Conducting research in rural and remote areas is compounded by challenges associated with accessing relatively small populations spread over large geographical areas. Individuals residing in rural and remote areas are often underrepresented in research, despite them constituting a vital part of the population, and offering unique experiences and perspectives. This is particularly worrisome at a time when user-driven research has been identified as vital in ensuring the ongoing utility of health research1.
Postal surveys have multiple advantages as a research method, including being the most cost-effective method for population-based research, and obtaining a considerably higher response rate than internet surveys2. The option for open-ended questions means that it is possible to ask for in-depth perspectives, from a large sample, in a relatively resource-efficient way, which is particularly beneficial when targeting rural and remote populations because the geographical isolation of these areas means that research is typically resource-intensive. Such questions are frequently included in population-based surveys; however, they are rarely analysed3. In part this is due to the resources required to manually evaluate free-text responses. Another deterrent is that researchers are not able to prompt respondents, hence responses are often briefer than those obtained by more resource-intensive methods such as telephone interviews4. Options for analysing short-text responses are limited because these responses are not appropriate for detailed qualitative analysis, nor can quantitative methods be applied. Yet, recent research has begun to validate the use of these comments as research studies are beginning to draw on the value of open-text responses5,6.

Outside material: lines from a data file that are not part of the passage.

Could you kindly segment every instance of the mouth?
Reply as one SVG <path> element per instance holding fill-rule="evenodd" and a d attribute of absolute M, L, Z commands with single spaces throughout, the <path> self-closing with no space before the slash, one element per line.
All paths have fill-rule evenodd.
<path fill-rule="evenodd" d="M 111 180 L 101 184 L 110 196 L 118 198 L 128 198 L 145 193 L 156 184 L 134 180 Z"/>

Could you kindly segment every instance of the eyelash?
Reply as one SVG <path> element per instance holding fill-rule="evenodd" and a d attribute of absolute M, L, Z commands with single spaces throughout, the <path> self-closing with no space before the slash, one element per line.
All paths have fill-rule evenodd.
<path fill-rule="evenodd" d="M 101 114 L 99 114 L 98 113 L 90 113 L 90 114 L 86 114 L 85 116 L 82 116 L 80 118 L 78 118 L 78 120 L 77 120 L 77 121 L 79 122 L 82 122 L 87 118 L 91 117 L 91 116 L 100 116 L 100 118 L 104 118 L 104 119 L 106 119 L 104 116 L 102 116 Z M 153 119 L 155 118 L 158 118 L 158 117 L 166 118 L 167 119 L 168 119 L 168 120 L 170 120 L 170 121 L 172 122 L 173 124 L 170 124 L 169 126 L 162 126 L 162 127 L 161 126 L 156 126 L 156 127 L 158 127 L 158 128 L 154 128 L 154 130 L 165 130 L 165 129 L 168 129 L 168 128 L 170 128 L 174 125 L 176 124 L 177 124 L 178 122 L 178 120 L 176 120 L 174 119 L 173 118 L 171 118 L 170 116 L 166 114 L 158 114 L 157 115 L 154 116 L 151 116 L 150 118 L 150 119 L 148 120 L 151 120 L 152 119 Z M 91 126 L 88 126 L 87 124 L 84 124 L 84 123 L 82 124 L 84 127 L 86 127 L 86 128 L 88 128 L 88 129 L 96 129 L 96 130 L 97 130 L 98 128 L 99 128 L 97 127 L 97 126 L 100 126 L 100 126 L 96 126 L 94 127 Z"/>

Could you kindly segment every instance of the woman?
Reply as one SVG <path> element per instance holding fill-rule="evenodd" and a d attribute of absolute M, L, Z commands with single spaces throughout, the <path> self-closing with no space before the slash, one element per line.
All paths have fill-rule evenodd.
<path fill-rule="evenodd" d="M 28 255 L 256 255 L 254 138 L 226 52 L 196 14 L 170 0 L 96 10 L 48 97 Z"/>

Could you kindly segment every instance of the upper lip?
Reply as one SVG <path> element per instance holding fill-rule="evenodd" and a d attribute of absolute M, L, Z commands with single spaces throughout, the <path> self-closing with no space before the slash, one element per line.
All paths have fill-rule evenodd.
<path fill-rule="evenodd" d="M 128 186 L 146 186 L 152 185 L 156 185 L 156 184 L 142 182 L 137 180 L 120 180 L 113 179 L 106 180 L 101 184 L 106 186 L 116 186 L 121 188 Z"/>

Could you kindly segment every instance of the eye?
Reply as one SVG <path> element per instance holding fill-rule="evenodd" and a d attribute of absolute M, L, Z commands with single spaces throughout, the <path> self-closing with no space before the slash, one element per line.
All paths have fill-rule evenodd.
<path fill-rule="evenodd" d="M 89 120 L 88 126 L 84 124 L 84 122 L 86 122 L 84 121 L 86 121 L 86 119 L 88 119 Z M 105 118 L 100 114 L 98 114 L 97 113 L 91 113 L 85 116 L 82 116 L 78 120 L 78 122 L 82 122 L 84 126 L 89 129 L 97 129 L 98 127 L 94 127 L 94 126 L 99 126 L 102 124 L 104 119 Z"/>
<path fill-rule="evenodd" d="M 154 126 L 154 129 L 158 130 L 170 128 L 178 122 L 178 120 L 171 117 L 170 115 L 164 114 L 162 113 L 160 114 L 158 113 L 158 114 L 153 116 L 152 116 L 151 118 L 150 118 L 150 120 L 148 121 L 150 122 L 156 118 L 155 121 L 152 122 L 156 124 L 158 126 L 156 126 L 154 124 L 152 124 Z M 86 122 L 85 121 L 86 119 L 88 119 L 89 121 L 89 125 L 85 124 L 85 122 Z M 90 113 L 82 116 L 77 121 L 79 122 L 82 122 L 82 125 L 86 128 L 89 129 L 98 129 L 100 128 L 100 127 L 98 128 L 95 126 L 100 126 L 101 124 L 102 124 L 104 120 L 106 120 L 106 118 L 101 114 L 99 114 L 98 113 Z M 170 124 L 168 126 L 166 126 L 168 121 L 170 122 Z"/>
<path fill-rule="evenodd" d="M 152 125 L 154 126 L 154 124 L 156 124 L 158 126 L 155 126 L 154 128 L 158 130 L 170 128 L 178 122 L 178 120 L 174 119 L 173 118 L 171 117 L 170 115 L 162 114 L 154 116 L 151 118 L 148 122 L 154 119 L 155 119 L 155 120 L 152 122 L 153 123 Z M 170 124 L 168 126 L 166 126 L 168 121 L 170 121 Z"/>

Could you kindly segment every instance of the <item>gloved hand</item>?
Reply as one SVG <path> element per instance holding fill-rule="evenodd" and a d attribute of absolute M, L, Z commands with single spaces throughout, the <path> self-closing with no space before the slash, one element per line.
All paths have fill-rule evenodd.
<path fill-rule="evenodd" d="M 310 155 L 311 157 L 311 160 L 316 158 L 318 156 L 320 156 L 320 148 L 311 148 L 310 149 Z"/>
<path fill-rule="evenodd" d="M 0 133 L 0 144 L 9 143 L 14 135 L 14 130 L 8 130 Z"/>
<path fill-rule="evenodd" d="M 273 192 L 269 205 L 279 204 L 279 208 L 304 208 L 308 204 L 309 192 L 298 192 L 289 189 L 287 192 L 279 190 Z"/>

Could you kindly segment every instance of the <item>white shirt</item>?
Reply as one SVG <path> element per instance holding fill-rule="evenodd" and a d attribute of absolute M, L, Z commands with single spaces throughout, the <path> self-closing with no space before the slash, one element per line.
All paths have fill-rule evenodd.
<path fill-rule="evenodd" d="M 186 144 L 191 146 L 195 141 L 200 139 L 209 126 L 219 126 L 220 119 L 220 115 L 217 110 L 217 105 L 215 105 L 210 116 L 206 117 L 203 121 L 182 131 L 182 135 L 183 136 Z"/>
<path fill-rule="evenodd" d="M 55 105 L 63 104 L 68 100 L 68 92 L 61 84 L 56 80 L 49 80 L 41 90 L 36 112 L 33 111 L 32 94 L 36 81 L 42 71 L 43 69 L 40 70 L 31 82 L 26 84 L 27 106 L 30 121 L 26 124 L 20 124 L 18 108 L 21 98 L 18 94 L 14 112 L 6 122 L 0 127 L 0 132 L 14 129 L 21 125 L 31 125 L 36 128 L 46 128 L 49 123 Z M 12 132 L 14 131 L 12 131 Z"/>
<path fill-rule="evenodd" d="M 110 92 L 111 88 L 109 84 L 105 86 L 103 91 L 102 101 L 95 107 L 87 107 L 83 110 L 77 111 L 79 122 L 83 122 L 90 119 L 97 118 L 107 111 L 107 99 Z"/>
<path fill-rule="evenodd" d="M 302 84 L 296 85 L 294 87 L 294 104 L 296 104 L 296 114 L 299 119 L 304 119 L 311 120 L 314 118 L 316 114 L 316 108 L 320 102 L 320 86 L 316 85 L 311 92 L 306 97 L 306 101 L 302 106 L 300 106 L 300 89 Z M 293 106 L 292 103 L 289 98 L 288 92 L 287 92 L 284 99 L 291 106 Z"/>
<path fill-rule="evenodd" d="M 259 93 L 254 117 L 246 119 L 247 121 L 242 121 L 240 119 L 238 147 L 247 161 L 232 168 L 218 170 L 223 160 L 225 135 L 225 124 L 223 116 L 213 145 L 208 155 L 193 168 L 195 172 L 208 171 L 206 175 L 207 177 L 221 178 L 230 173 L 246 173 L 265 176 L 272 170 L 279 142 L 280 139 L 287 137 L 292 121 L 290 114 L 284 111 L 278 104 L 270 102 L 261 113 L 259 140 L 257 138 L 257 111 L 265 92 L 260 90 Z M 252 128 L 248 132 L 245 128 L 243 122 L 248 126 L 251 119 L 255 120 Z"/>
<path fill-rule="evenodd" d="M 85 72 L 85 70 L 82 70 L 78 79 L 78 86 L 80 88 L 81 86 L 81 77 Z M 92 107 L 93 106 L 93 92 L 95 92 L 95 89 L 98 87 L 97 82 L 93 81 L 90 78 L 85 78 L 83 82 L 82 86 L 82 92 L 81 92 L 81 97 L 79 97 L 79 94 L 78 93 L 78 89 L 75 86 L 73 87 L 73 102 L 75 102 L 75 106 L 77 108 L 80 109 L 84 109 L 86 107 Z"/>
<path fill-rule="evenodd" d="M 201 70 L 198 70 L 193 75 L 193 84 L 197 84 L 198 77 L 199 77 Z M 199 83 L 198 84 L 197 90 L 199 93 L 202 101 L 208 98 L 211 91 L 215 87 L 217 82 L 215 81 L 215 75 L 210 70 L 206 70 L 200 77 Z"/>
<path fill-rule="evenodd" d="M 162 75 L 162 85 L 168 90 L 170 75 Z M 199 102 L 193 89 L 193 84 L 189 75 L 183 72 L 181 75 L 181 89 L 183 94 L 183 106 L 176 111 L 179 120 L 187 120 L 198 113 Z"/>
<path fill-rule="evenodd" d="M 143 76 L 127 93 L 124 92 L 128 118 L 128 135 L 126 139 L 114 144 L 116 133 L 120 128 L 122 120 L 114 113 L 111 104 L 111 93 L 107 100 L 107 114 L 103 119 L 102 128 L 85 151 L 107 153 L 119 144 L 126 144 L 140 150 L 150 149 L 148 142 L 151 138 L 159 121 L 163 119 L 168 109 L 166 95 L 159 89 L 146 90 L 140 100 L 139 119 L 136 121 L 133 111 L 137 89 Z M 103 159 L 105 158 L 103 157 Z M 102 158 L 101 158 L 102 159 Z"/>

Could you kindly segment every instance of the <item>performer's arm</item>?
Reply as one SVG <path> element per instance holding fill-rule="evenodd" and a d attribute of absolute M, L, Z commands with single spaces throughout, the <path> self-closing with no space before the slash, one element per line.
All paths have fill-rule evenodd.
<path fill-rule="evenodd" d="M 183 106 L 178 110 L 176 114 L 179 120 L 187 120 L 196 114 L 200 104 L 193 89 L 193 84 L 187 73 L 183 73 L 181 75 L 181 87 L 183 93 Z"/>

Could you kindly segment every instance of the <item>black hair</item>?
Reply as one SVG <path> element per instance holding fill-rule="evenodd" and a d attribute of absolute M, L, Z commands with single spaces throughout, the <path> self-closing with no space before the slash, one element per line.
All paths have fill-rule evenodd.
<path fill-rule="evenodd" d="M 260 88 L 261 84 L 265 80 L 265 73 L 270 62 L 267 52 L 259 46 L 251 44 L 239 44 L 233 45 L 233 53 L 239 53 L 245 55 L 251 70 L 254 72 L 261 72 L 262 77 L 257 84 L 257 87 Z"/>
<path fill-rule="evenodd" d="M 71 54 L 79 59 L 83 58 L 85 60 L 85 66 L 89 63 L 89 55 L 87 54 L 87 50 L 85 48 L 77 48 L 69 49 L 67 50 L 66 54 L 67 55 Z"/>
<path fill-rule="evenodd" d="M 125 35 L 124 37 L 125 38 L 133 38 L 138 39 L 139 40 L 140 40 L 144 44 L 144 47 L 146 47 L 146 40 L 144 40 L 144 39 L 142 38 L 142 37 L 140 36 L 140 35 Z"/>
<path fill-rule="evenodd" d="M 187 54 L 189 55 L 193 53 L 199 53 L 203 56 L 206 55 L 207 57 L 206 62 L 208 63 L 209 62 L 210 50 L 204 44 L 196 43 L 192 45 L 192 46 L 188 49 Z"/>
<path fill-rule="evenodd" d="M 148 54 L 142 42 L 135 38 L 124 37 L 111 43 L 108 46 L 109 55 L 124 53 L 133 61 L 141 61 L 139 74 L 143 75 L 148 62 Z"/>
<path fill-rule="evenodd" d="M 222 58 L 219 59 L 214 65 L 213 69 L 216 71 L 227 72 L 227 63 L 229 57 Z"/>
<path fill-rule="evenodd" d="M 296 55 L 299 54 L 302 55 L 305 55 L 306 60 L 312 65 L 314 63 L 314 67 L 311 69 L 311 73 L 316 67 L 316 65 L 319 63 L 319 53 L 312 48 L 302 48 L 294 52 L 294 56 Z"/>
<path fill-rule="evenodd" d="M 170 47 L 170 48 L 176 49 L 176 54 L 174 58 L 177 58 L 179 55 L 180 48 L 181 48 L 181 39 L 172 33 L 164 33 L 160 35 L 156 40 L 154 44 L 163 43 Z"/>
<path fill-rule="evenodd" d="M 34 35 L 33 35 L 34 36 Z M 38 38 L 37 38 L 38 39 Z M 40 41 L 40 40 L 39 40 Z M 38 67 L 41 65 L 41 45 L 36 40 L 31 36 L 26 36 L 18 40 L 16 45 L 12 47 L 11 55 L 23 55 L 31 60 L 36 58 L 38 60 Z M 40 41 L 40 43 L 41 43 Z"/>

The aims of this article are to (1) explore word cloud analysis and evaluate the utility of automated programs to supplement the analysis of open-ended survey responses, (2) determine whether meaningful information can be extracted from short-text responses from rural residents who were asked to report their priorities for local health services and (3) identify the characteristics of survey respondents who answer open-ended survey questions. If successful, this method could be usefully applied to countless population-based studies that include open-ended questions, by providing a method to utilise short-text responses while reducing the time required to manually evaluate open-text responses.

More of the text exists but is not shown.